Ms JODIE HARRISON (Charlestown): Budgets are about more than figures on a spreadsheet. A budget is the chance for a government to chart a course for the State, set the agenda and priorities, and update the electorates on the progress being made. At their core, budgets are about people.
The State is emerging from one devastating lockdown after another, including the shadow lockdown imposed by the poorly managed Omicron wave. People have suffered. They have lost jobs and have missed opportunities. They have been isolated from friends and family. Stay-at-home orders were necessary for the protection of the public health, particularly in the face of the vicious Delta and Omicron strains, but we cannot ignore the impact that they have had on individuals, families, businesses and the community as a whole. While COVID has presented what will hopefully be a once-in-a-lifetime challenge, it also offered what may have been a once-in-a-lifetime opportunity.
The 2021-2022 budget could have been about resetting the system, about building a diverse and resilient economy. The budget could have been about properly investing to meet the important social needs of the State, but instead what we got was a small-target budget, a budget of the status quo, not the inspirational or big-picture approach we had the opportunity to take. It is par for the course for the Government and par for the course for the Treasurer who handed it down. That Treasurer is now the Premier and if his budget is any indication of where he intends to take the State, I fear that the course of "steady as she goes" is taking us right towards an iceberg.

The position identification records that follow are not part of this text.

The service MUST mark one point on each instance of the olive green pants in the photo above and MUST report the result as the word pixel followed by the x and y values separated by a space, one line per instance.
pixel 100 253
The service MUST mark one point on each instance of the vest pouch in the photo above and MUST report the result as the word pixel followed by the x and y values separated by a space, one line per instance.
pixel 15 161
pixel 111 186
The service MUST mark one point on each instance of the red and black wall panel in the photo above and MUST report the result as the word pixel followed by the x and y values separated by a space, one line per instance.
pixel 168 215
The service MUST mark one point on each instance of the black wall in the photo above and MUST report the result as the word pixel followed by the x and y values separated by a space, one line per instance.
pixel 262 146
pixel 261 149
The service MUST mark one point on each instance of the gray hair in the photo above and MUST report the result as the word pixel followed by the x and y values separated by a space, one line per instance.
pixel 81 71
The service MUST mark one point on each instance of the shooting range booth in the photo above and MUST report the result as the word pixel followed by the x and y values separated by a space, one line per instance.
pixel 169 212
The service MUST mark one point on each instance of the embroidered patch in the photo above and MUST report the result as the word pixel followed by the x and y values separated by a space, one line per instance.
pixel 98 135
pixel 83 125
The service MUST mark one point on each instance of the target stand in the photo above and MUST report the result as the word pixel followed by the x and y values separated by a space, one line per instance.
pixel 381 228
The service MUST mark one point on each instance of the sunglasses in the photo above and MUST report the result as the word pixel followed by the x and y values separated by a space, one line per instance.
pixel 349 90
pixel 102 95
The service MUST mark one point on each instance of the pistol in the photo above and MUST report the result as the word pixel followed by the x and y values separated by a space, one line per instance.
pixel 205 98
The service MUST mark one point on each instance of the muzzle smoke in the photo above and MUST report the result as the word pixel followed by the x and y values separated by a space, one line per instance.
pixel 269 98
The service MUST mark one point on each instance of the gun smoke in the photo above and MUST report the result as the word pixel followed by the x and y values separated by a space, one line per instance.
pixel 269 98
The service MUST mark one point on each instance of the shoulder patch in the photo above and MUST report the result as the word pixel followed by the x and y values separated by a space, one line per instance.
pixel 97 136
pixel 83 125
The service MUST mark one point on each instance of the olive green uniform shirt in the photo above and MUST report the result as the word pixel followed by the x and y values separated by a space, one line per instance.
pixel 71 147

The Government's budgets have always been propped up by the sale of State-owned assets. Even as the State has been going through the COVID crisis, the Government has been looking for which pieces of public‑owned treasure it wants to flog off at bargain-basement prices for a quick hit. The Hunter, even as it contributes massively to the State's coffers, is hit time and time again by unwanted asset sales, which are then used to fund overpriced boondoggles in Sydney. Throughout his time as Treasurer, the Premier was the chief architect of the program of asset sales. Even income-generating assets, such as the Port of Newcastle and the poles and wires, have been sold off. This program of robbing Peter to pay Paul has fundamentally undermined our State's capacity to grow in the long term.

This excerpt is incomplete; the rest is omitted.